Walter Banfield recently won the United States’ lightweight under-23 singles rowing title and competed in the world championships in Rotterdam, the Netherlands
“When you come off the water your whole body is done,” Walter Banfield says. Row2k.com

Walter Banfield, a member of the Marder family who, while reared in southern Virginia, has spent his summers in Springs, recently won the United States’ lightweight under-23 singles rowing title and competed in the world championships in Rotterdam, the Netherlands.
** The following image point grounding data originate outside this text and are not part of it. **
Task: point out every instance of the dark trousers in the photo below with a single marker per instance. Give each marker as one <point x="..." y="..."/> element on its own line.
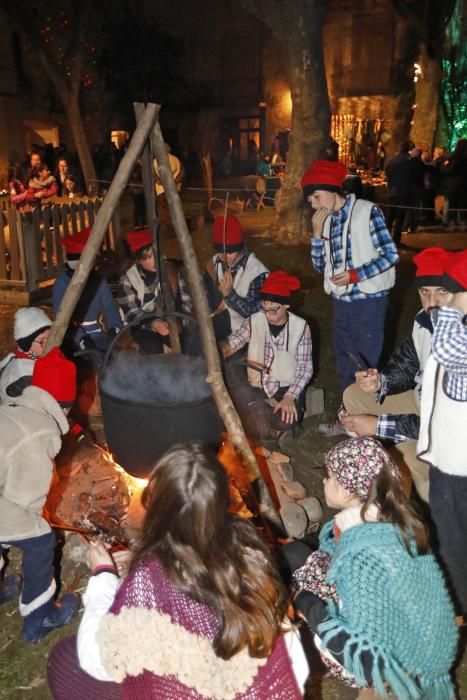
<point x="257" y="416"/>
<point x="37" y="569"/>
<point x="357" y="327"/>
<point x="396" y="216"/>
<point x="448" y="505"/>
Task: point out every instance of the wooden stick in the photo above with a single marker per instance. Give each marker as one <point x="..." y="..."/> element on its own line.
<point x="148" y="183"/>
<point x="91" y="249"/>
<point x="221" y="396"/>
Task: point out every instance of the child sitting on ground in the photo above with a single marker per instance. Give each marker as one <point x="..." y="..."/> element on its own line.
<point x="373" y="594"/>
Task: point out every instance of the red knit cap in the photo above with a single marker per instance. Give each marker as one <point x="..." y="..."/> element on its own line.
<point x="56" y="375"/>
<point x="233" y="234"/>
<point x="326" y="175"/>
<point x="455" y="278"/>
<point x="278" y="287"/>
<point x="431" y="265"/>
<point x="138" y="240"/>
<point x="75" y="243"/>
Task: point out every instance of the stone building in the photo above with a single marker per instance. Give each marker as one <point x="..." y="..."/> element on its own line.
<point x="234" y="91"/>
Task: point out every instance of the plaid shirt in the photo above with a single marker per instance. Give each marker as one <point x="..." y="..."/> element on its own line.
<point x="382" y="241"/>
<point x="244" y="306"/>
<point x="304" y="367"/>
<point x="450" y="350"/>
<point x="131" y="305"/>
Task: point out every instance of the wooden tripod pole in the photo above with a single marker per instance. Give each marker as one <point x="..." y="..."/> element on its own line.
<point x="104" y="215"/>
<point x="147" y="170"/>
<point x="222" y="398"/>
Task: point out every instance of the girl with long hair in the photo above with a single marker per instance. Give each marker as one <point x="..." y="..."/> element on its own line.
<point x="200" y="613"/>
<point x="373" y="593"/>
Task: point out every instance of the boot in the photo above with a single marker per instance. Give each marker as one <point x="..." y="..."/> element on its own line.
<point x="10" y="588"/>
<point x="63" y="611"/>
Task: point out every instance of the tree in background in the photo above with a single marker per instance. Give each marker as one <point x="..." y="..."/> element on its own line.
<point x="58" y="35"/>
<point x="297" y="26"/>
<point x="426" y="23"/>
<point x="454" y="80"/>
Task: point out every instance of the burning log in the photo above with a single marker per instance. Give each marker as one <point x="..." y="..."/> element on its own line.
<point x="92" y="495"/>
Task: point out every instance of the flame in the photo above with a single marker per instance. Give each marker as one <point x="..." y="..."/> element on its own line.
<point x="134" y="483"/>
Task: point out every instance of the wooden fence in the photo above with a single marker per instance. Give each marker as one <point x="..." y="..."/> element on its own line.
<point x="30" y="241"/>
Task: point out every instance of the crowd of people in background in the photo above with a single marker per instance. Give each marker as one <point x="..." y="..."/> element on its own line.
<point x="378" y="591"/>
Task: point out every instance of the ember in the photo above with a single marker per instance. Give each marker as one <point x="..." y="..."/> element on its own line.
<point x="92" y="495"/>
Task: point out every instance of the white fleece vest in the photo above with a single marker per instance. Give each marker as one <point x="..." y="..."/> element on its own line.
<point x="357" y="229"/>
<point x="422" y="340"/>
<point x="241" y="284"/>
<point x="284" y="364"/>
<point x="442" y="439"/>
<point x="138" y="285"/>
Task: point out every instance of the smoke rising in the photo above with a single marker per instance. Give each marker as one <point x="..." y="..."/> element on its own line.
<point x="156" y="379"/>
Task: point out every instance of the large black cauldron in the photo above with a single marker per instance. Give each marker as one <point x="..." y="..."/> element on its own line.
<point x="138" y="433"/>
During a conversation at The Star on his return from Rotterdam early last month, after throwing his bags down and running up to Gerard Drive and back, the quiet-spoken 6-foot-2-inch, 155-pound 21-year-old Dartmouth student said he had come to rowing quite by accident.

“It was in my freshman year in high school, and they made you play a sport. I wasn’t at all athletic — absolutely not. The captain of the school’s crew was friends with my sister. He was a brain and an athlete — he’s the one who signed me up for rowing.”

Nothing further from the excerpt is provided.